Indeed, drug developers have finally caught on to what food marketers recognized 15 years ago: there’s a huge number of people whose chronic digestive problems are –or could be—related to gluten sensitivities, and who are desperate for meaningful solutions
According to a recent New York Times article, several pharma companies are scrambling to be first to market with a drug solution to the celiac equation. All are still in early-stage development, and no actual drugs are expected to emerge until 2018 at best.
Alvine Pharmaceuticals, a small, privately-held drug company based in San Carlos, CA, has been working on a formula known as ALV003 that contains two enzymes that—at least in principle—break down gluten into non-allergenic fractions before it ever reaches the intestines.

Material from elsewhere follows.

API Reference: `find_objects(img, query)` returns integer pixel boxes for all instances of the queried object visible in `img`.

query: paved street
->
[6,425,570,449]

AbbVie, a Chicago-based pharma development company with revenues of $18.8 billion in 2013, recently paid $70 million to Alvine for an option on the global rights to ALV003.
Alba Therapeutics, a Baltimore company, has been working on a drug called larazotide acetate that blocks gluten from slipping through the tight junctions between epithelial. In other worlds, it purports to treat one of the key features of that once-imaginary leaky-gut syndrome. Alba was recently acquired by global drug giant, Teva Pharmaceuticals.
The FDA has clearly taken note of the gluten-drug bonanza. Late in March the agency held a day-long workshop entitled Gastroenterology Regulatory Endpoints & the Advancement of Therapeutics (GREAT), focused on scientific issues around establishing and measuring meaningful endpoints in celiac disease, irritable bowel syndrome, and oth related conditions.
Ain’t it funny how a condition can go from “imaginary” and “psychosomatic” to significant and worthy of serious investment, as soon as someone sees a large and lucrative market?